Often I am asked how long someone should be training their dog each day. Should it be 5 minutes? 10 minutes? 30? How do I train my own dogs? Do I set up ‘training times’?
Well, the answer is yes and no.
How long do I train my dog for?
I do, often, get my dogs to do something new and useful. Sometimes we revise old, useful things. Sometimes we learn old or new things that have no real practical use at all. It’s fun, good ways of communicating together, and is teaching the dog that I am predictably rewarding!
Usually, I spend as long as it takes to get the very first bit of the behaviour that I had in mind. Then, I leave it. I guess if you timed me, it would be around 2-5 minutes maximum. If you counted repetitions, that might give you a clearer answer, but then it wouldn’t necessarily be a guide for what you would need to do with your own dog. Then after a short break, I come back to it and we do a little more. Usually I finish after a few brief sessions and breaks and go off and do something else. I might spend up to an hour or so doing this throughout the day, as I have more than one dog and sometimes have up to 5 dogs to work with.
Now, most people will look askance at me if they have a very busy family life. They usually ask, ‘How do you fit it all in?’. I can see them self-defeating their purpose of having a lovely obedient pet, just by thinking they will not have the extra time to do this training, even if it’s 5 minutes at a time. After all, I am a professional dog trainer, right, so I have this kind of time that other folks do not have. Right?

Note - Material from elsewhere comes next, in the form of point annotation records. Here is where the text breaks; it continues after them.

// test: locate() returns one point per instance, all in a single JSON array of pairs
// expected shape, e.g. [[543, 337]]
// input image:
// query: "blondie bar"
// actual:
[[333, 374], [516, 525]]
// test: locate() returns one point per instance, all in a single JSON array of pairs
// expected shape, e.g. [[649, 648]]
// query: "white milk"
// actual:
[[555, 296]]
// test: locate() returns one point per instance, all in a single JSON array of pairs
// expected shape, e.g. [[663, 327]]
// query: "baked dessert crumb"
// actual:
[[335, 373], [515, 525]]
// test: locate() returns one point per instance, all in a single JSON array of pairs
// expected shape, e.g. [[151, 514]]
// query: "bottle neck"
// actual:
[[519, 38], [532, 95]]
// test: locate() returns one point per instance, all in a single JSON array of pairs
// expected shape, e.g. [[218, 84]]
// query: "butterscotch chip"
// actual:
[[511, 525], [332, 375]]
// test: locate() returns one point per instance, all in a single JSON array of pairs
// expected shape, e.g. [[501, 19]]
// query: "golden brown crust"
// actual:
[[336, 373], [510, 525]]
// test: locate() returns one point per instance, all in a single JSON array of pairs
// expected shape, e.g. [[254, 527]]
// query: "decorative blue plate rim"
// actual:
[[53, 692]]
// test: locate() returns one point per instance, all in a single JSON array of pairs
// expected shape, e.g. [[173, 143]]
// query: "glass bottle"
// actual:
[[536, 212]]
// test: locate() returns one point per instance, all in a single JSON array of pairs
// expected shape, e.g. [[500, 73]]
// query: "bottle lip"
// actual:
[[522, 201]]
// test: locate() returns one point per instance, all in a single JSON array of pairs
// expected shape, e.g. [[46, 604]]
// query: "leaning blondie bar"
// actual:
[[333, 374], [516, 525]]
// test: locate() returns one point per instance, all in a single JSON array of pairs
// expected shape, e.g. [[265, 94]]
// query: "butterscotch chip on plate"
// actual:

Again – the answer is, yes and no.
How do I find this time to train my dog?
This is not a time for me to tell you about my personal day and how I constantly juggle to fit my professional, social and family arrangements into a coherent mass. In fact, we live in what feels like chaos a lot of the time. I don’t need to describe to you the busy world of a working adult, Mum or Dad, Grandparent etc – I am sure you know that already.

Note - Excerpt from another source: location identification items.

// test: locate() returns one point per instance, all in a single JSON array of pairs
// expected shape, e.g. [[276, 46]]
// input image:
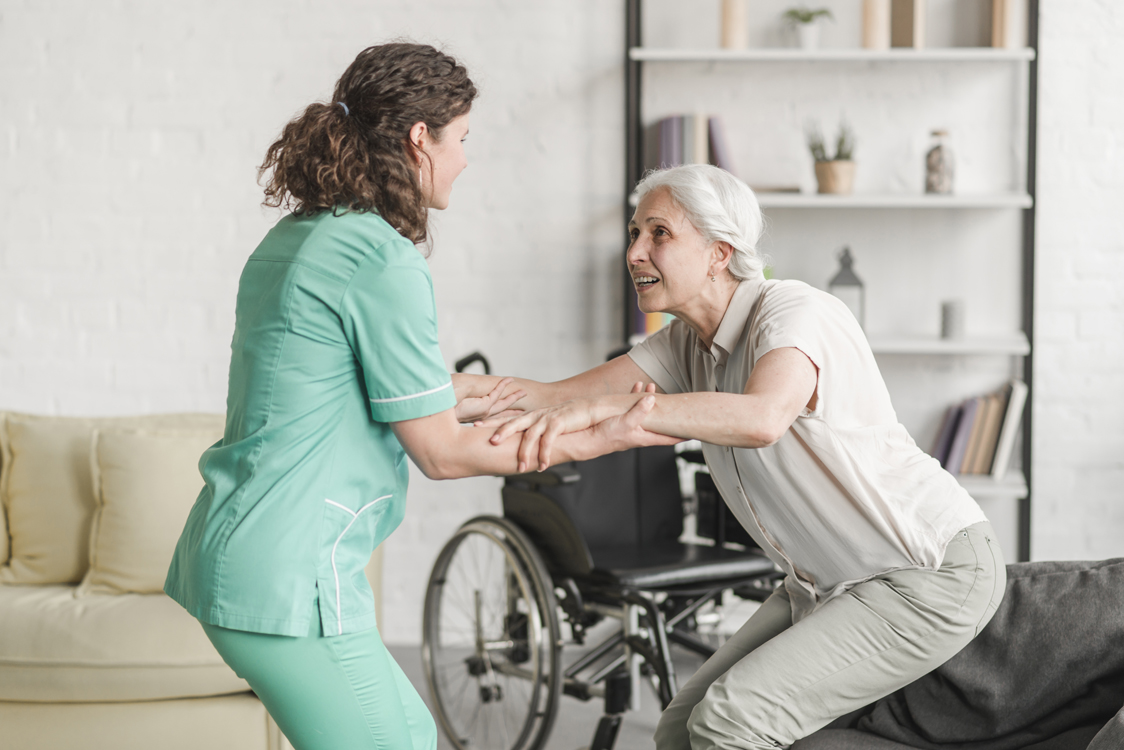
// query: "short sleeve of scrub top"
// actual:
[[398, 353], [335, 339]]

The times that I do the above dog training, are fitted in and around my day. I don’t go into ‘dog school’ mode. I am usually waiting for the kettle to boil, or the oven timer to beep, or the TV adverts to finish… or when outdoors, for the traffic to pass so we can cross the road, or whilst I am reading a noticeboard in my village, or whilst I am waiting for my coffee in a cafe. I could be waiting for my children outside their school, or sitting working (for working, read ‘chatting to my nice doggy friends on Twitter’) at my desk. I might even be having a drink at the pub with my friends!
My point is this. Your dog may even go to dog training class, but the training in class – sometimes only once a week – is only a tiny part of what you both do for the rest of the time. You want a calm, happy dog that doesn’t race out of your front door. You want a calm, happy dog that doesn’t jump and mouth at visitors to your house. You want a calm, happy dog that ______________ (you can insert any behaviour of your choice here).

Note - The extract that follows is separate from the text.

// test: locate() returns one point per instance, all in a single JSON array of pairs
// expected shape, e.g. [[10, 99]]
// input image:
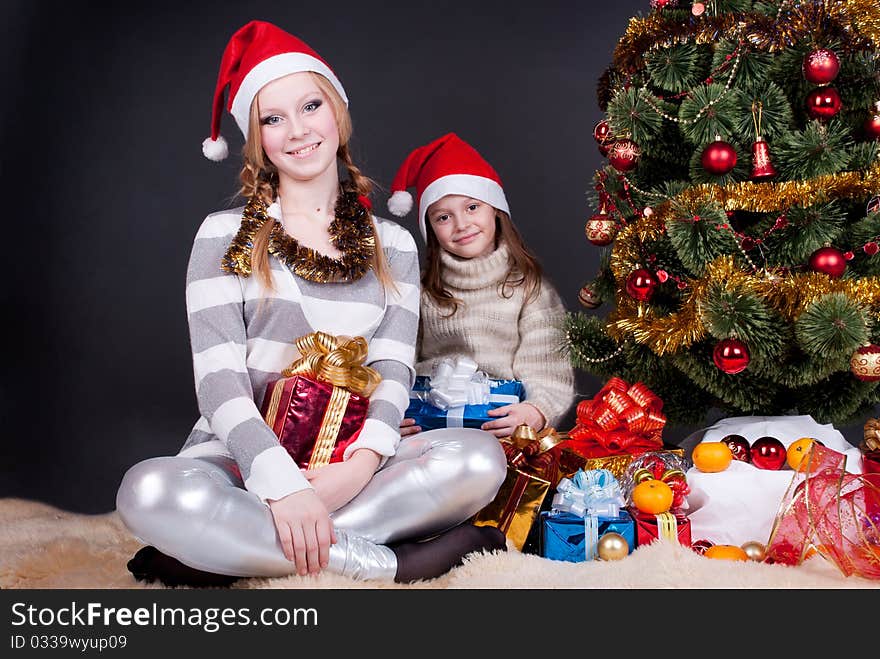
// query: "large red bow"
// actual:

So, where and when better to learn such things than at these places? Where and when better to teach, than every part of every day where and when you actually want your dog to learn?
Your training class is your home, your work, your walks, your daily life. There are always periods in each day where you interact with the dog. Make them useful. Everyday training is simple, repetitive, and does not have to take extra time from your day.